Amid calls for healthier cereals with less sugar, Monster Brands aims to position its products ahead of the trends
IT’S been a busy old year at Monster Brands since the firm acquired Honey Monster, as it has sought to reinvigorate what was a childhood favourite for many of today’s shoppers.
Talking to Scottish Grocer, Andy Howey, head of sales at Monster Brands, explained the progress that’s been made as the firm looks to build its cereal brands in a rapidly changing market.
“The last 12 months have been a bit of a whirlwind.

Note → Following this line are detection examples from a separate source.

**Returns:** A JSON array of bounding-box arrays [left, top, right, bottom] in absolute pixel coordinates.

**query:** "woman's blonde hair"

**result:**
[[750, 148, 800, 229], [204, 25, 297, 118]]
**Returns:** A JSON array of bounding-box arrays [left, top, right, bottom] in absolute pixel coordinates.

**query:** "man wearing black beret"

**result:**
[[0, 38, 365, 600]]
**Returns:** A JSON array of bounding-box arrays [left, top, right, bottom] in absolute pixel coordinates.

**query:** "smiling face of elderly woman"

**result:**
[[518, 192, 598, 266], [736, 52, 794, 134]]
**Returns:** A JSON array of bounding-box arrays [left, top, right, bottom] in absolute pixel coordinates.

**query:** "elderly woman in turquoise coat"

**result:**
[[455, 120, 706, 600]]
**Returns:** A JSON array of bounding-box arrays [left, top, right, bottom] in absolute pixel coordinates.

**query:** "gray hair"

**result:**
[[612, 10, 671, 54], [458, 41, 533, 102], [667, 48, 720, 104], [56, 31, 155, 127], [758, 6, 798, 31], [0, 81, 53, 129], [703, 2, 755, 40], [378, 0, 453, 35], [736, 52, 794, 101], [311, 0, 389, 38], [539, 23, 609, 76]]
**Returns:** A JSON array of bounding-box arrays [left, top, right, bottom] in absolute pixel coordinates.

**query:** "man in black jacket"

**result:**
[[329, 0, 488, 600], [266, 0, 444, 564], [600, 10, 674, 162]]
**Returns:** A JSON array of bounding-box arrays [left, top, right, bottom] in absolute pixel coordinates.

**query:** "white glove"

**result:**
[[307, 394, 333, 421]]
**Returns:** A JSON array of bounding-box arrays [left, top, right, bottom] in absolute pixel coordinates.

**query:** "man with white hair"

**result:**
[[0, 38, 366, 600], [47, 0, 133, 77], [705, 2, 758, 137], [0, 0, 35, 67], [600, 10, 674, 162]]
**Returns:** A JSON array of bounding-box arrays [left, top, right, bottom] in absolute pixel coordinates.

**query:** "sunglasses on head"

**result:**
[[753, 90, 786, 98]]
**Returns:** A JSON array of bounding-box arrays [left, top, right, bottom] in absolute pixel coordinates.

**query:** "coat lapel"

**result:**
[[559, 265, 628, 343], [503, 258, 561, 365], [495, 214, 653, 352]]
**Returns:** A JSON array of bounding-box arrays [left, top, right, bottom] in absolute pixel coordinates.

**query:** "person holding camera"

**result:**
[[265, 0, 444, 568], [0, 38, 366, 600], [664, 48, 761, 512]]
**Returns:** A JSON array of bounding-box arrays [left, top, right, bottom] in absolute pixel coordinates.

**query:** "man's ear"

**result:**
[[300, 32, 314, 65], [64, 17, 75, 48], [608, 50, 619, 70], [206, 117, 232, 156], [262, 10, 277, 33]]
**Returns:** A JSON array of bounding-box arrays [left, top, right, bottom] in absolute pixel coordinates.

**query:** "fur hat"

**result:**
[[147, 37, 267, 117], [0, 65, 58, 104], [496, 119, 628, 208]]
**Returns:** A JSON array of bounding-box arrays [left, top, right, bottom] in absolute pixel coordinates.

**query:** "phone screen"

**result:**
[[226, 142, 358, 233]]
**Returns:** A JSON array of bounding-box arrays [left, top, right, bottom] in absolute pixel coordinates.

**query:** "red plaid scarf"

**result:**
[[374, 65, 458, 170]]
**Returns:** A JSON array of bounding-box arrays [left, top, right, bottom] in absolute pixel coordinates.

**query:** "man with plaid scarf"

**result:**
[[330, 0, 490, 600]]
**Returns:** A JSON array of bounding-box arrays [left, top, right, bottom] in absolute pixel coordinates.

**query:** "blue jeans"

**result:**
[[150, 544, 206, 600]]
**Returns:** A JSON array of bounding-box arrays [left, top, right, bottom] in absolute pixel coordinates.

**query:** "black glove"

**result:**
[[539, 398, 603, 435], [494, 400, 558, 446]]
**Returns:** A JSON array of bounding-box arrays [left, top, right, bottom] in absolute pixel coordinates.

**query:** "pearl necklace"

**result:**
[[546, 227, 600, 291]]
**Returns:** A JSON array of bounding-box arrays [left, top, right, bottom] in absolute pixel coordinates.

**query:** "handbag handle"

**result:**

We’ve been visiting retailers across all sectors getting products back on shelves and into distribution,” he said.
Much of the activity for Monster Brands over the last year has been around its flagship Honey Monster Puffs cereal, formerly Sugar Puffs, a name that’s arguably less than ideal for today’s climate and it seems no longer an accurate description of the product on shelves.
In 2016, Honey Monster Puffs was subject to a reformulation which brought its sugar content down to 6.6g per 30g, earning the cereal an amber sugar rating. It’s a step that Howey feels is fitting with where Monster Brands wishes to position the cereal.
“Our brand positioning is that Honey Monster Puffs is very much a family cereal. We want to capture the family occasion. We want to have older people bringing younger family members into it.”
As shoppers continue to seek out healthier options, that amber rating is the bar by which Monster Brands cereals will now be, judged according to Howey, who said the firm will not be producing anything over this limit in the future.
“Any product we bring out now will be amber rated for sugar,” he said.
“We reduced down to 6.6g per 30g serving on Honey Monster, and we really want to highlight that. It’s on the front of the pack so mum or dad or whoever is doing the shopping can see.”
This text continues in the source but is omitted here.